Signé à Ottawa, Canada, ce 30e jour de décembre 2003.

« G. Sheridan »

Juge Sheridan

Traduction certifiée conforme

ce 5e jour de mai 2004.

Ingrid B. Miranda, traductrice


Référence : 2003CCI947

Date : 20031230

Dossier : 2003-775(IT)I

ENTRE :

SANDRA STRICKER OOLUP,

appelante,

et

SA MAJESTÉ LA REINE,

intimée.

[TRADUCTION FRANÇAISE OFFICIELLE]

MOTIFS DU JUGEMENT

La juge Sheridan

QUESTION EN LITIGE

[1]      La question en litige est celle de savoir si la somme de 10 000 $ reçue par l'appelante lors de l'année d'imposition 2000 lui appartenait en sa capacité de titulaire survivante d'un compte CPG conjoint ou s'il s'agit d'un revenu qu'elle aurait reçu en qualité d'honoraires d'exécution testamentaire.

FAITS

[2]      Sandra Oolup est enseignante. Elle est la seule fille d'une famille de cinq enfants. Après le décès de sa mère, elle s'est beaucoup rapprochée de ses grands-parents. Elle les visitait régulièrement et les aidait à gérer leurs affaires. Ses grands-parents ont déposé leurs économies dans un compte CPG conjoint. Le nom de Mme Oolup a été ajouté à ce compte quand ils étaient encore en vie. Son grand-père est décédé en 1996 et sa grand-mère, en 1998.
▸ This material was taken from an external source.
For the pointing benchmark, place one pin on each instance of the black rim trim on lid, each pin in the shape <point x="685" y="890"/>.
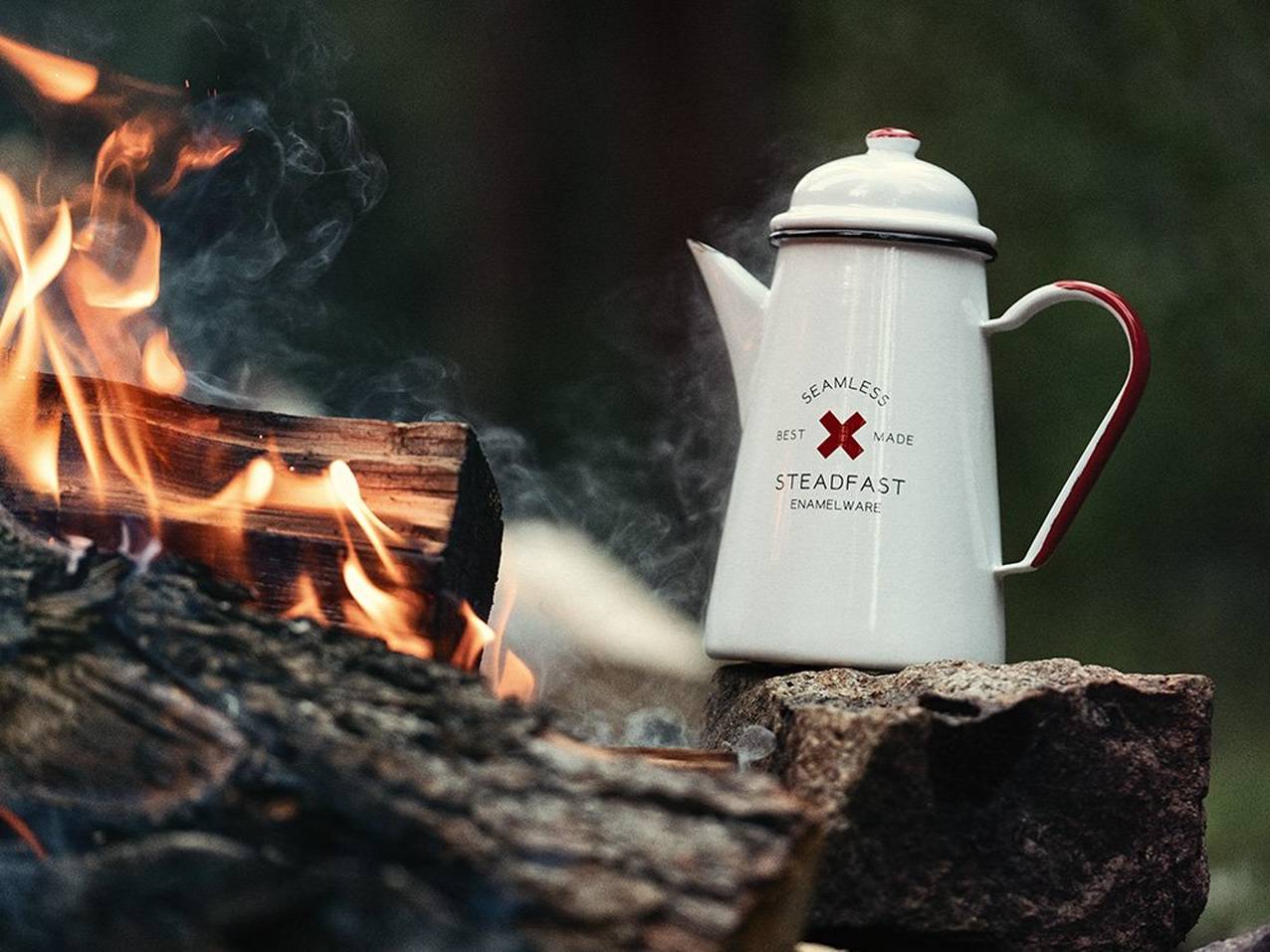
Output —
<point x="964" y="244"/>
[3]      Mme Oolup est devenue l'exécutrice testamentaire de sa grand-mère, après que sa tante a refusé d'agir en cette capacité. Puisqu'elle n'avait aucune expérience en matière de succession, Mme Oolup a communiqué avec le seul avocat qu'elle connaissait, un certain M. Shea, qui s'était occupé de la vente de sa maison. Celui-ci l'a informée que, puisqu'elle était titulaire conjoint des certificats du compte CPG, alors les 200 000 $ y investis étaient maintenant sa propriété. La preuve de Mme Oolup démontre qu'elle a accepté le conseil de son avocat, avec qui elle était d'accord. Cependant, pour maintenir l'harmonie familiale, elle a choisi de ne garder que 10 000 $ du compte CPG et de distribuer le reste en parties égales aux enfants de sa grand-mère ou à leurs héritiers.

ANALYSE

[4]      Le ministre fait valoir que les 200 000 $ du compte CPG faisaient partie de la succession de la grand-mère de Mme Oolup et que les 10 000 $ provenant de ce compte et versés à Mme Oolup constituaient ses honoraires pour services d'exécution testamentaire. Sur le fondement de la présomption de fiducie par déduction énoncée par la Cour suprême du Canada dans l'affaire Niles v. Lake[1], le ministre fait valoir que Mme Oolup a le fardeau de prouver qu'après la mort de sa grand-mère, l'argent investi dans les CPG lui appartenait. Le ministre soutient que le simple fait que les CPG ont été placés dans un compte conjoint ne suffit pas pour réfuter la présomption qu'ils formaient partie de la succession. Pour appuyer son argumentation, le ministre fait appel à la preuve de Mme Oolup : elle a admis qu'elle n'avait pas contribué financièrement à l'achat des CPG, fait qui, dans Hammond v. Hammond[2], a contribué à ce que le demandeur ne réussisse pas à réfuter la présomption. On trouve dans le témoignage de Mme Oolup un argument supplémentaire appuyant la prémisse selon laquelle les CPG faisaient partie de la succession : elle a distribué les fonds déposés dans le compte CPG pour payer les dépenses de la succession; elle a distribué le résidu parmi les membres de la famille en parties proportionnelles aux termes du testament; les 10 000 $ ont été qualifiés de [traduction] « Honoraires de l'exécutrice » dans le formulaire intitulé « Distribution et renonciation » préparé par son avocat. Le ministre fait valoir que la preuve dans son ensemble mène à la conclusion que les CPG faisaient partie de la succession et que les 10 000 $ ont été versés à Mme Oolup en tant qu'honoraires d'exécution testamentaire. Il en découle que les 10 000 $ auraient dû être ajoutés au revenu de Mme Oolup pour l'année d'imposition 2000.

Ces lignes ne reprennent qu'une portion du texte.